Oranlara dair iddialardan hangisi doğru olursa olsun ortada son derece garip bir durum olduğu, halkın trajik bir şekilde seçimlerden tüm umudunu kestiği aşikar. Evet belki Mursi’nin seçildiği o meşhur, tarihi seçimlerde de oranlar Türkiye gibi ülkelere yaklaşan bir seviyede değildi ancak en azından yüzde 40-50 bandında bir katılım mevcuttu. Hakeza Mursi’nin seçildiği başkanlık seçiminden önce General Tantavi’nın idarenin başında olduğu dönemde yapılan parlamento seçimlerinde de benzer bir oran yakalanmıştı. Şu an ise tek haneli rakamların zikredilebilmesinin en büyük sebebi Mısır parlamentosunun halkın gözünde işlevsiz kalmış olmasıdır. Cumhurbaşkanı Sisi’nin destekçileri için de muhalifleri için de parlamentonun herhangi bir önemi olmadığı analizi rahatlıkla yapılabilir. Sokaktaki insan ya artık belli değerleri bir kenara bırakmış, sadece çok temel şeylerin peşine düştüğü bir pragmatik alana hapsolmuş durumda ya da tamamen pes etmiş, huzuru hızla apolitikleşmekte bulmuş bir halde.

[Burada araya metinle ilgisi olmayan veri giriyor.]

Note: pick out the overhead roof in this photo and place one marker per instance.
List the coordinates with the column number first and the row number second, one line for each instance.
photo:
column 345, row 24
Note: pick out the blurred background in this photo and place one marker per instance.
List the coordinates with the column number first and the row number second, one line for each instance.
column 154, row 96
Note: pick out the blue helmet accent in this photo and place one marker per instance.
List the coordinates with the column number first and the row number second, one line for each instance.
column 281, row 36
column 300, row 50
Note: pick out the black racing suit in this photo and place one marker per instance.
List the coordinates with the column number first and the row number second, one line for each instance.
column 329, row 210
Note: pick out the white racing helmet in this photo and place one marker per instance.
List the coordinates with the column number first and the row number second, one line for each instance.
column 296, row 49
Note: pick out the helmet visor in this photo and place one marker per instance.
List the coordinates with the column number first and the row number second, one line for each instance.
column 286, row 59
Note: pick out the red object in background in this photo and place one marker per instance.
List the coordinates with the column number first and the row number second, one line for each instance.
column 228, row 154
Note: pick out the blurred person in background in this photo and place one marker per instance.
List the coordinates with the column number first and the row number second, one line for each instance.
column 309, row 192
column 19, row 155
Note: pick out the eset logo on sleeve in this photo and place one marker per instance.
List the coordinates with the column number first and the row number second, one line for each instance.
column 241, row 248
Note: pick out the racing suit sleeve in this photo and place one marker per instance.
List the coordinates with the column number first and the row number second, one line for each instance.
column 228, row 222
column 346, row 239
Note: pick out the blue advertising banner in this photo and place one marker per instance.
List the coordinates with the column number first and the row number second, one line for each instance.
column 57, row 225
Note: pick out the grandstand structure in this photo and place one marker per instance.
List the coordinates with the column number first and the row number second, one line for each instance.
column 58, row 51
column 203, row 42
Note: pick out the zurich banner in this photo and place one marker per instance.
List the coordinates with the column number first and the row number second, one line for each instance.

Birkaç yıl içinde yaşanan hızlı değişimlerden ve her birinin hüsranla sonuçlanmasından sonra gelinen nokta bu. Hemen hiç kimse vereceği oyun artık hiçbir mana ifade etmediğini biliyor. Birkaç yıl önce dünyayı değiştirebileceğine inanan bir enerji ile rejime meydan okuyan ve dünyayı, sistemi, siyaseti sorgulayan bir neslin; politika ile iç içe geçmiş, özgüven kazanmış bir neslin hızla savruluşunun hikâyesini anlatıyor aslında bu seçimler.
Devrimin hemen sonrasındaki parlamento ve başkanlık seçimlerinde tüm ülkeye yayılan tartışmalar eşliğinde sandığa giden Mısır halkı sadece 3 yıl sonra sandıktan tüm umudunu kesmiş durumda. Bilhassa da devrimin katalizörü olan gençler dahi günlük huzurlarını koruyabilmenin tek yolu olarak apolitikleşmeyi görüyor. Gece gündüz daha iyi bir sistem için tefekkür etmiş olan gençler artık umutsuz bir boşluğa düşmüş durumda. Politikadan bahsetmek dahi zaman kaybı artık birkaç yıl öncenin ateşli siyaset münazaracıları için.
“Mafish Saheb yet Saheb” diye eğlencelerde çalınan meşhur bir pop şarkı var Mısırlılar arasında. Buranın tabiriyle varoş kültürü denebilecek bir şarkı olsa da aslında sözlerinin içeriği bakımından son derece yalın bir şekilde Mısır halkının durumunu anlatan bir şarkı. Anlamı da “dost olabileceğin bir dost yok”. Şimdilerde bu şarkının sözlerini seçimlere uyarlıyorlar, “Mafish Naheb yet Naheb” şeklinde. Yani oy verecek bir seçmen yok ki oy versin. Yazının özeti de budur.